The reaction mixture of 3 mol of phenol, 1 mol of acetone and 0.18 mol of hydrogen chloride is mixed with 380 g of extract from the following work-up stage and neutralized at 60 ^° C. with 23.4 g of concentrated sodium hydroxide solution. The forming two-phase mixture is separated. The upper phase (235 g) consists predominantly of water and contains about 7% common salt and 3% phenol. The lower phase containing the bulk of phenol and dian is mixed with the combined distillates of steps (d) and (f) of a previous batch (410 g total) and separated again. The aqueous upper phase is used quantitatively as a diluent for a further neutralization batch. The organic lower phase is fed to a distillation. First, under normal pressure up to a bottom phase temperature of 160 C, the main amount of water (stage d), then distilled off under a pressure of 8 kPa, the main amount of phenol (stage e). The phenol contains up to 1.5% water. It is recycled to the Dian synthesis without further purification. The bottom product is blown out at 160 ^° C. with 170 g of steam superheated to 160 ^° C. (step f). The resulting distillate is used together with that of the step (e) for the extraction of a subsequent batch. The bottom product is 208 g of dian obtained in technical grade.

Embodiment 2

Continuous workup of a reaction mixture of 6 mo I phenol and 1 mo! Acetone, density of neutralization wastewater higher than that of the organic phase.

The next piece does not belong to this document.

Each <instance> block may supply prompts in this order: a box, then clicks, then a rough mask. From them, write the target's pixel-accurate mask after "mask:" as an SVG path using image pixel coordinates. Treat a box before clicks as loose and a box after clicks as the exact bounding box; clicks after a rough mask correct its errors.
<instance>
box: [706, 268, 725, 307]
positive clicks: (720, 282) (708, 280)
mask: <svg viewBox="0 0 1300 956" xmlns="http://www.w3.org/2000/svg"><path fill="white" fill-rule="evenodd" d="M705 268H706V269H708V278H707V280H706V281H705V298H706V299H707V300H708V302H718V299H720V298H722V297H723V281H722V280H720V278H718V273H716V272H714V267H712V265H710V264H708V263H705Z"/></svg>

1070 g / h of a reaction mixture of 6 mo I phenol, 1 mo I acetone and 0.66 mol I hydrogen chloride are mixed with 350 g / h of the aqueous extract of the extraction stage and neutralized with 62 g / h of concentrated sodium hydroxide solution at 60 C. The biphasic reaction mixture is fed to a separation tube. As the lower phase 290 g / h of wastewater are discharged, which contains 15% sodium chloride and about 2% phenol. The upper phase is extracted in two successive mixer-settler extractors with 260 g / h each of the combined distillates of steps {d) and (f). The extracts obtained in both settlers are reclassified to the remainder. The product leaving the second settler as the lower phase is fed to the head of a Raschig column, the bottom of which is kept at a temperature of 160.degree. The distillate is recycled together with that of the steam distillation in the extraction stage. _c The bottom product is substantially freed of phenol in a circulation evaporator at 160 C and a pressure of 8 kPa. The resulting in an amount of 603 g / h distillate contains about 1.5% water and is recycled to the synthesis stage. The sump product containing about 6% phenol is applied to a Raschig column into which a stream of 175 g / h of superheated steam at 175 ° C. is introduced at the bottom. The distillate goes back to the extraction stage. The bottom product obtained 375 g / h of a technically pure Dian.

Claims (1)

claim A process for the isolation of dian from a reaction mixture formed by condensation of phenol and acetone under the kata Iytisehen effect of hydrogen chloride, wherein after the reaction, the reaction mixture is subjected to the following processes! a) Neutralization of the hydrogen chloride with dilute sodium hydroxide b) decantation of the biphasic neutralization mixture c) Extraction of the main amount of phenol and dian containing phase with water d) Distillative removal of the water from the raffinate e) Distillative removal of the main amount of phenol from the residue of step (d) f) removal of the residual phenol from the residue of step (e) by distillation with steam, characterized in that water is supplied in the form of water vapor only in step (f), that the distillates obtained in steps (d) and (f) are used as extractants for step (c) and the extract of step (c) in Stage (a) serve as a diluent for the NatronI eye used and that only in step (a) with a phenol and Dian loaded wastewater stream is withdrawn.